Custom object detection using Tensorflow Object Detection API

Problem to solve

Given a collection of images with a target object in many different shapes, lights, poses and numbers, train a model so that given a new image, a bounding box will be drawn around each of the target objects if they are present in the image.

Steps to take

Step 1 - Label the images
Step 2 - Install Tensorflow Object Detection API
Step 3 - Prepare the labeled images as input
Step 4 - Configure an object detection pipeline for training
Step 5 - Train and evalute the pipeline
Step 6 - Export the trained model for inferencing.
Common errors and solutions

Step 1 - Label the images

You can use tools such as VoTT or LabelImg to label images. Here we use VoTT to output data in Pascal VOC format.

Open the folder which contains your collection of images
Put in labels. You can train the model to recognize multiple types of objects, but here we will only recognize one type of objects, say, helmets.
Go through each image:
- Draw a bounding box for each occurance of the target object, helmet, in that image,
- The default label is already applied, click on any other applicable label

Export to Pascal VOC format, the output folder will look like this:

  +Annotations (contains the label info in xml for each image)  
  +ImageSets  
    +Main  
      -{label}_train.txt  
      -{label}_val.txt  
  +JPEGImages (contains the image files)  
  -pascal_label_map.pbtxt (map of label and id)

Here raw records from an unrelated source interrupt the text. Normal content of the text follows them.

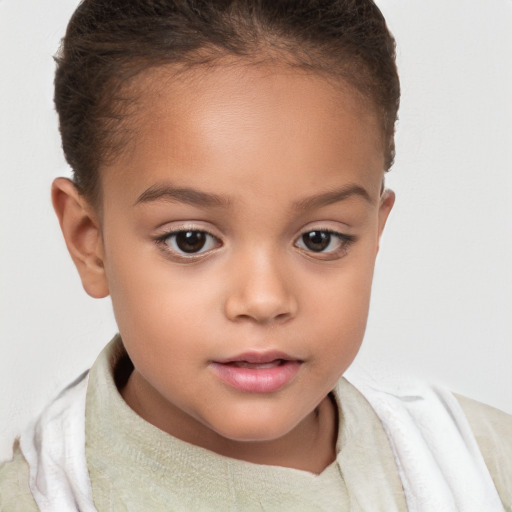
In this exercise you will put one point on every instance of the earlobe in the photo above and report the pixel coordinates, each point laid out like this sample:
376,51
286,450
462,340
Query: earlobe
387,201
82,233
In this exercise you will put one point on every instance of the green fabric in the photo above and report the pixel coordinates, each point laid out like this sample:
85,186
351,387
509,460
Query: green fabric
134,466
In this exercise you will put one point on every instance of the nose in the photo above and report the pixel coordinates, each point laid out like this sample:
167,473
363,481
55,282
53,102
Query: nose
260,290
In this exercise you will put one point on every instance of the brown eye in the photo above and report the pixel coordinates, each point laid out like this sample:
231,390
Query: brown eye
316,241
190,242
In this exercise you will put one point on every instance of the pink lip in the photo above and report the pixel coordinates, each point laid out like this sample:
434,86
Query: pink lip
255,372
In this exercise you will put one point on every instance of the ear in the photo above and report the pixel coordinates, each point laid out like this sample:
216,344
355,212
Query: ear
82,233
387,200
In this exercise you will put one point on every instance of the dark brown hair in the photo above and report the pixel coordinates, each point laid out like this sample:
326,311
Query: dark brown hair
108,43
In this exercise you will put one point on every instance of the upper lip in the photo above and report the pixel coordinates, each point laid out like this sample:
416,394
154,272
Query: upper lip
258,357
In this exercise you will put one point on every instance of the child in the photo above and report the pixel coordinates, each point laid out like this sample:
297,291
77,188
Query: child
229,196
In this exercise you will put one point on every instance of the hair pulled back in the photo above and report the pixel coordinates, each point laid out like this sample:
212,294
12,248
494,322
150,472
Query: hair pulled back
110,42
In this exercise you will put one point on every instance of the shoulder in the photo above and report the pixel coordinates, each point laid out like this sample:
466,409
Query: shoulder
493,432
15,494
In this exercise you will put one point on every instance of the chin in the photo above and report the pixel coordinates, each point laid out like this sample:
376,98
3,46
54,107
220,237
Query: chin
255,427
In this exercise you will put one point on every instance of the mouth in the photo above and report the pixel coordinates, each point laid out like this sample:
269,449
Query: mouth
257,372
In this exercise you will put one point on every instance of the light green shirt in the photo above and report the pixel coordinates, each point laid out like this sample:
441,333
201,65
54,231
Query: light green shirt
134,466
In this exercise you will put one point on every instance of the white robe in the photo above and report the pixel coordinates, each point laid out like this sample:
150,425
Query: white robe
438,459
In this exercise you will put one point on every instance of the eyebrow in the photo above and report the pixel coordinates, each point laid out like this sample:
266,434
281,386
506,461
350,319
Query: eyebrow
333,196
167,192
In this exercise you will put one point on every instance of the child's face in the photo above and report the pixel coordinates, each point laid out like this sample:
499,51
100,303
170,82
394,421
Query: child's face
240,233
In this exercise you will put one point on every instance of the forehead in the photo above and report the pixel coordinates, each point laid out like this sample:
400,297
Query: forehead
238,123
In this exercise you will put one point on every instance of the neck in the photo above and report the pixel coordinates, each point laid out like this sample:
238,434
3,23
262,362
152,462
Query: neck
310,446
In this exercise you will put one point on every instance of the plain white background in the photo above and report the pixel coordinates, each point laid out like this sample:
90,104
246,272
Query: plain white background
442,299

Step 2 - Install Tensorflow Object Detection API

Instead of starting from scratch, pick an Azure Data Science VM, or Deep Learning VM which has GPU attached. This saves a lot of setup steps because the VMs come with a plethora of machine learning frameworks and tools installed, including Tensorflow. We will use a Ubuntu 16.04 based DSVM here. As for the VM size, you can start with a small size such as DS2_v3. But when it’s time to train, you’ll need to scale it to a larger size, otherwise it will probably take many days to train on hundreds of images.

Install Tensorflow Object Detection API
- git clone https://github.com/tensorflow/models.git
- Most of the dependencies in the installation doc are already installed on the DSVM. However, make sure to follow the steps in each of the sections after the Dependencies section to perform the additional installation. If these steps are not followed, you will see errors along the way.
Make sure the Tensorflow version installed on DSVM is compatible with git cloned Object Detection API.
- To check Tensorflow version, run python3 -c 'import tensorflow as tf; print(tf.__version__)'
- To check Tensorflow installation location, run python3 -c 'help("tensorflow")'
- Since the git cloned API is always the latest, run pip3 install --upgrade tensorflow-gpu to update Tensorflow to the latest.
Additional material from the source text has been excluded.